The photo can be found in a piece by historian Linda Gordon here.
The photos taken during the worst years of the 1930's Depression show the human costs of poverty and unemployment. The Depression era photographs show a time of extreme dislocation, a time when millions of American families were made poorer as a result of corporate and market collapse. Those photos take on a particular resonance today as more and more ordinary people are driven into unemployment and destitution as a result of the corporate induced recession.
Only recently uncovered and just as remarkable are Lange's photos of the internment of Japanese Americans during WWII. Following the attack on Pearl Harbour, Lange was hired by the American War Relocation Authority to take photographs of Japanese Americans who were being interned in camps (detention centres) throughout America. The photos were impounded by the government and only made public in 2006 in a book Impounded: Dorothea Lange and the Censored images of Japanese Internment.

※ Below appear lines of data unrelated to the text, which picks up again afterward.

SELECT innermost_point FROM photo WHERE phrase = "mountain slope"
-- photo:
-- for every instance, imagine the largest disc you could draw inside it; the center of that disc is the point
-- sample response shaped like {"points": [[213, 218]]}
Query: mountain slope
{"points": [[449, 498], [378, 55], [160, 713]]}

From Lange's work there is much that we can take that is directly relevant today. Whenever I see her photos I am reminded that to respond to injustice, we must first simply learn how to see it. Here's Linda Gordon, the author of the new biography, on the relevance of Lange's photos in the context of contemporary debates about internment without charge:
"Their relevance to internment-without-charges today seemed to me to require bringing them to public attention. Dorothea Lange challenged the political culture that categorized people of Japanese ancestry as disloyal, perfidious, potentially traitorous, that stripped them of their citizenship and made them unAmerican."